Seven Area Justice Courts to Receive Grant Funding

March 7, 2008

Assemblyman Robert C. Oaks (R,C – Macedon) has been advised by the state’s Chief Administrative Judge, Ann Pfau, that seven justice courts in Wayne County have been awarded grants under the state’s Justice Court Assistance Program. Justice courts in the towns of Huron, Macedon, Ontario, Sodus, Walworth, Williamson and Wolcott will be receiving between $600 and $26,000 each to undertake renovations and purchase equipment to improve their operations and make their facilities more secure.

In announcing these grants, Judge Pfau said, “Town and village courts play a critical role in the justice system of our state. It is vital that these courts, whose jurisdiction includes non-felony criminal prosecutions, motor vehicle cases, small civil claims and landlord-tenant disputes, be well-equipped and secure. I am, therefore, pleased to announce Justice Court Assistance Program grants totaling $5 million statewide, to help ensure that these courts, which date back to the 17th and 18th centuries, are prepared to meet the challenges of the 21st Century.”

Assemblyman Oaks said, “I am pleased to be announcing the Wayne County recipients of the Justice Court Assistance Program grants with Judge Pfau. These grants will help the courts serve the people of their communities and further the administration of justice.”

“A few months ago, I had the opportunity to testify before the Special Commission on the Future of the New York State Courts that was reviewing the role of the justice courts in New York State. In that testimony, I made clear my strong support for the local justice court system,” said Assemblyman Oaks.
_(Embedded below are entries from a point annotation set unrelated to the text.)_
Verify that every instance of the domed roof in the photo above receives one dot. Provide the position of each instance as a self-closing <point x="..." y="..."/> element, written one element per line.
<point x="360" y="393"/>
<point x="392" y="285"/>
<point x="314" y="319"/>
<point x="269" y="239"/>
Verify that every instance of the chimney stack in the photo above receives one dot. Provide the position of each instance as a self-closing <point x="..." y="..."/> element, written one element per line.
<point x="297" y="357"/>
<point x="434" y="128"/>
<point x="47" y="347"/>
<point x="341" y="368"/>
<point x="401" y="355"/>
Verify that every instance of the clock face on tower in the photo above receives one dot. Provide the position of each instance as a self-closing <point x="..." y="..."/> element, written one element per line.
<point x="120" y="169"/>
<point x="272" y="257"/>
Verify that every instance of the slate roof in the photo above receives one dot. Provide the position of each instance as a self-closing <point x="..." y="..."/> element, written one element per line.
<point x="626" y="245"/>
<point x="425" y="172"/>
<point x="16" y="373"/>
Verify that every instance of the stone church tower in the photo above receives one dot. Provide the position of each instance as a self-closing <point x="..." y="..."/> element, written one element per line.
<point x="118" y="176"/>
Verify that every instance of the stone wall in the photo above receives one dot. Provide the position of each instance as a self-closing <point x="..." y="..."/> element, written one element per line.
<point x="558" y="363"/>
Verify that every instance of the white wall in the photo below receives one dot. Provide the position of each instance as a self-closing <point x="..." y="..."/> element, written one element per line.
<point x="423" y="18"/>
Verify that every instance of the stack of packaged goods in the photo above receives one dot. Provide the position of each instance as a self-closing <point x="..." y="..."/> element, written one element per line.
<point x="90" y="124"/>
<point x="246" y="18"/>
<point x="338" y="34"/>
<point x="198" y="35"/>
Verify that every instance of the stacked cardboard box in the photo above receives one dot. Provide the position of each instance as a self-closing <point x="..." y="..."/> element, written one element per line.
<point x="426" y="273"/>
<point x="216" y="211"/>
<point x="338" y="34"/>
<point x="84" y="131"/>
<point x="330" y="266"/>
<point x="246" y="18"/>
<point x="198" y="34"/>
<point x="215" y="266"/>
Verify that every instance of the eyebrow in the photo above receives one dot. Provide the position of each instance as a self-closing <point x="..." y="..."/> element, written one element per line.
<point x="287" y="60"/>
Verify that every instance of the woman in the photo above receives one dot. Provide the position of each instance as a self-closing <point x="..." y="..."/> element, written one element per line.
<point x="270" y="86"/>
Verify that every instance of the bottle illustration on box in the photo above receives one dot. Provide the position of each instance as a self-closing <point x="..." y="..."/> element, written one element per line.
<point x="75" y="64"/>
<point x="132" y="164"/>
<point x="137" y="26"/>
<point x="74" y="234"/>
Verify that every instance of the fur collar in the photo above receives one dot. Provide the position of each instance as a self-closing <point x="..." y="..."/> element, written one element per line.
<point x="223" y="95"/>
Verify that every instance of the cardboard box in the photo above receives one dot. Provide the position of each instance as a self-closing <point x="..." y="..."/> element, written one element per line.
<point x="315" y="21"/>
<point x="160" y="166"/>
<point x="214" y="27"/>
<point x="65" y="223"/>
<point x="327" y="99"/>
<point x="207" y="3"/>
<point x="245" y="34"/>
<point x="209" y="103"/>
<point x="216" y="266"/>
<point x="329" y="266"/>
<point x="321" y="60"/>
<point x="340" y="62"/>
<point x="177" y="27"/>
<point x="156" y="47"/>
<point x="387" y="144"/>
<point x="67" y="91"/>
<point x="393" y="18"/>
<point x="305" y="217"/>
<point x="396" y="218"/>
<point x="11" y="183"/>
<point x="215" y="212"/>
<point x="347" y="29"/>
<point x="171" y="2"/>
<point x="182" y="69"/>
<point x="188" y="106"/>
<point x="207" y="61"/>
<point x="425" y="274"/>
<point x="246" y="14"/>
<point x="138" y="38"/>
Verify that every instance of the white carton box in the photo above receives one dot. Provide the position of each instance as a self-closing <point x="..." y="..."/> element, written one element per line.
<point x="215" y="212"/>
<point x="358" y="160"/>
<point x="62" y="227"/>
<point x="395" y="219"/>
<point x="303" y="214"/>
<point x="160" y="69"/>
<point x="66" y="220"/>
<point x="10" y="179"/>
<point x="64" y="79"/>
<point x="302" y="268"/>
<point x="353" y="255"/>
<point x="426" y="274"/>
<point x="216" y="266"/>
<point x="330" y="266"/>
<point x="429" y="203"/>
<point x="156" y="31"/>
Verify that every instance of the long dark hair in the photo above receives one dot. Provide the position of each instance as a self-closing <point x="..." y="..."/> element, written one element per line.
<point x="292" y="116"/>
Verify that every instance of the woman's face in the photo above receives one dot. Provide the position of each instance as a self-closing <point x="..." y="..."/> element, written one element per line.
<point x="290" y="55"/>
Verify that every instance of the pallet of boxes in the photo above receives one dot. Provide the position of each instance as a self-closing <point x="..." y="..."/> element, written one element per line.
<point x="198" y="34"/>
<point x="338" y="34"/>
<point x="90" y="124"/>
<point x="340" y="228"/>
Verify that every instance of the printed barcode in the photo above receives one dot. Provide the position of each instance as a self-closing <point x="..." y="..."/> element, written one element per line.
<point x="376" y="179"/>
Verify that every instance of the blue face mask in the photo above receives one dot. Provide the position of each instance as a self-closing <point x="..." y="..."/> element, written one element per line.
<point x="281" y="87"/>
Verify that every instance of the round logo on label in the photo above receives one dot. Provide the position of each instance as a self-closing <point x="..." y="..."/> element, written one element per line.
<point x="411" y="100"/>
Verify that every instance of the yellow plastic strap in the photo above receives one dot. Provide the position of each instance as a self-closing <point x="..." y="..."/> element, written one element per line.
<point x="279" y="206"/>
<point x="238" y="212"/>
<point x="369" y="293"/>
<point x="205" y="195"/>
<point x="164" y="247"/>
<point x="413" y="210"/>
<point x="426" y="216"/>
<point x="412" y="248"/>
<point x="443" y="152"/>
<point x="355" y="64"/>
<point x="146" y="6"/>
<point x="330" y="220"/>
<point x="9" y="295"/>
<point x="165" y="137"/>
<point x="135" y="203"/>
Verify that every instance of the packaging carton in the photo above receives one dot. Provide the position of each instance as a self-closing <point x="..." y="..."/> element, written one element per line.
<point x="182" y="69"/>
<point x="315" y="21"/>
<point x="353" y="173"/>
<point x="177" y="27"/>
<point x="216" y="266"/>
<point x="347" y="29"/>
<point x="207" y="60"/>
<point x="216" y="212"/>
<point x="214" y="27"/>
New York’s nearly 1,300 Justice Courts are funded by the towns and villages they serve. They provide a significant source of local and state revenue, and their ability to process cases and information promptly is essential to maintaining a statewide comprehensive criminal history database, as well as the operation of programs that protect domestic violence victims and keep drunk drivers off the road.

Despite their critical function, these courts often have limited resources – reflecting the budgetary limitations of the towns and villages that support them. Recognizing this, the state Legislature, in 1999, established the Justice Court Assistance Program to provide supplementary state assistance in the form of grants to the town and village justice courts. These grants, awarded by the Chief Administrative Judge of the state court system, make it possible for justice courts to acquire essential equipment, enhance security, and maintain a dignified and appropriate appearance.